Outro parlamentar considera que o Congresso é o "desaguadouro" de propostas do Executivo no sentido de que o governo deixou que o Parlamento tomasse a frente da formatação efetiva do novo programa social e de que a maioria dos textos precisa ser sempre aprovada pelo Senado ou pela Câmara.

Um ministro que ajuda na articulação política e participou do jantar confirmou que as pautas prioritárias ainda serão definidas. Agora, após a suposta pacificação entre Maia e Guedes, líderes e o governo vão definir os projetos com maior viabilidade de serem votados até o final do ano, contou na condição de anonimato.

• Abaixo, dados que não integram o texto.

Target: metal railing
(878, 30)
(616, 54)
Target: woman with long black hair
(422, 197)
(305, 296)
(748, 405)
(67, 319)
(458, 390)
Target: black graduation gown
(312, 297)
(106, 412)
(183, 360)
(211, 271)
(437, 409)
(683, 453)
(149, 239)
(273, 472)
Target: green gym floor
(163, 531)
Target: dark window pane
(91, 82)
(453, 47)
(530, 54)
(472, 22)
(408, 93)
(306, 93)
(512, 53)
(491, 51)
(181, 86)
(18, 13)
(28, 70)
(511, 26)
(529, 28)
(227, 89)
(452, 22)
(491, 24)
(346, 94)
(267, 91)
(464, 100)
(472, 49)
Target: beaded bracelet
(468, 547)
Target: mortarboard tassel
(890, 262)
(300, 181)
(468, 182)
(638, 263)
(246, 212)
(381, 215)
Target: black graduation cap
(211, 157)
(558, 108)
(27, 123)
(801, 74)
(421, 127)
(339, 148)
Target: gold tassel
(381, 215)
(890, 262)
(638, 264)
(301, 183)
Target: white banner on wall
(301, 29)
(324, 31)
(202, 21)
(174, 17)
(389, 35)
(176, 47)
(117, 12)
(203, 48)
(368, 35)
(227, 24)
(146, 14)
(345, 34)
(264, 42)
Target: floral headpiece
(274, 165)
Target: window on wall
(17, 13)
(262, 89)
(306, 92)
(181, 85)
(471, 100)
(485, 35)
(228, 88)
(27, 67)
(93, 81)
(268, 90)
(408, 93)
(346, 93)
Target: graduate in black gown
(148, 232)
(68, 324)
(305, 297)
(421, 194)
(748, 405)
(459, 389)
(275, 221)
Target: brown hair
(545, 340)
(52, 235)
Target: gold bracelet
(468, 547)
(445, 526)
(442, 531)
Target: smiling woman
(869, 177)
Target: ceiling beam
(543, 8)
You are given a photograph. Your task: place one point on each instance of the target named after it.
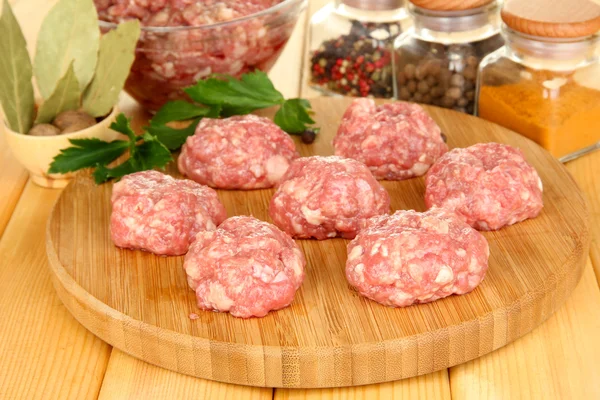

A reforma tributária é uma das pautas prioritárias para Maia. Ele tenta terminar sua gestão à frente da Câmara em janeiro do ano que vem com este tema aprovado. O governo promete ajudar na tramitação há mais de um ano, só que não enviou todas as propostas que têm sobre o assunto. Atualmente, a reforma tributária tramita em uma comissão mista e não tem relatório pronto, nem data para ser votada.

Outra pauta reivindicada por Maia era a reforma administrativa. O texto chegou em setembro deste ano ao Congresso após o governo Bolsonaro, Maia e outros líderes concordarem com algumas diretrizes.

No entanto, o tema é incômodo para grande parte dos parlamentares por envolver servidores públicos e por ser estar em período eleitoral. Há o entendimento de que a aprovação de um projeto que modifica as carreiras de servidores pode impactar no resultado eleitoral de deputados que se lançam a prefeitos, assim como de seus aliados.